Most homeowners don’t know or don’t appreciate the importance of soundproofing until noise becomes a nuisance and impedes daily living. Did you know that noise interferes with sleep and rest, causing headache, stress, fatigue and irritability? This underlines the value of sound control when building or renovating a home.

Sound control is a process of studying the types of noise within your neighborhood, and taking steps to minimize their intrusion into your daily life. Noise comes in many shapes and sizes, but the two most common types inside your home is airborne noise and impact noise.

  • Airborne noise is sounds coming from the stereo, the TV and people screaming or talking loudly. It doesn’t vibrate against the structure of a building, making it easier to address.
  • Impact noise is also referred to as structure-borne sound, as it is created when something hits against the walls or floors. Good examples are footsteps, doors banging, and hammering against the walls.

Between the two types of noises, the latter is much more difficult to address, as it is structurally related. This means, addressing the problem may involve making changes to the building and a house’s layout.

Once you identify the type of noise that must be dealt with, the easier it will be to create a good design, and implement soundproofing whenever and wherever necessary.
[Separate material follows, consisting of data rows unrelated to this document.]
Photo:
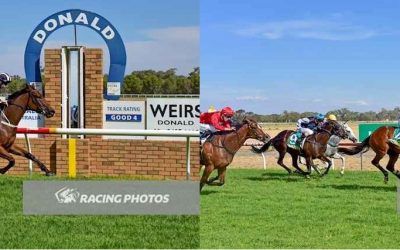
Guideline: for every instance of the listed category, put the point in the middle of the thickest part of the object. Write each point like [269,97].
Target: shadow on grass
[360,187]
[277,176]
[208,192]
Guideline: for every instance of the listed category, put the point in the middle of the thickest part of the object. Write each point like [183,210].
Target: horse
[333,144]
[218,151]
[18,103]
[314,147]
[379,142]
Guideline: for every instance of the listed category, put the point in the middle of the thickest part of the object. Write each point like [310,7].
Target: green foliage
[17,83]
[161,82]
[271,209]
[343,114]
[96,231]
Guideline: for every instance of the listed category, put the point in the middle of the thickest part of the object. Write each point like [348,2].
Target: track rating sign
[123,115]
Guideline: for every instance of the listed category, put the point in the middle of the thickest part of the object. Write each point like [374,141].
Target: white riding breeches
[306,131]
[205,127]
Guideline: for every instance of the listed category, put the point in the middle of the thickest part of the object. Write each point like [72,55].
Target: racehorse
[333,144]
[380,144]
[19,102]
[314,147]
[218,151]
Sound Control Considerations before Building a Home

  1. Take into account sources of noise, such as shops, schools, or garbage recycling collection. You can then include into site planning the construction or addition of sound barriers, such as walls and fences, or trees and vegetation.
  2. Create a layout where noise sources are kept as far away from areas that require peace and quiet. For instance, bedrooms should be built as far away from noise sources as possible. Windows should not open to the streets to minimize noise being carried into your home. Noisy appliances, such as a washer and dryer, should be installed away from quiet rooms.
  3. There should be provisions for soundproofing. You don’t need to install wall-to-wall carpeting to soundproof your home, but you should limit noise from passing through walls by doing the following:
    • Soundproof areas that give off unpleasant or annoying noise, such as the home theater, game room, and the laundry room.
    • Minimize the amount of noise coming from the bathroom and going to the bedroom by soundproofing walls, ceilings and floors between the two rooms.
    • Use ICF or spray-foam insulation for exterior walls.
    • If there are waste pipes traveling from upstairs, request for sound dampening of those pipes.

In addition, you also need to find ways to reduce noise within your home. You need to use home fixtures and appliances with low decibel or those that operate quietly. For example, use a soaker tub instead of a noisy jet tub. Use a belt drive for door openers instead of a chain drive.

By taking into account sound control before home construction starts, you will save a lot of time and money. Adding it after the house has been completed could be a time-consuming and expensive process. There’s a possibility that your health will be compromised, before you even realize that it’s the noise that is making you and your family sick.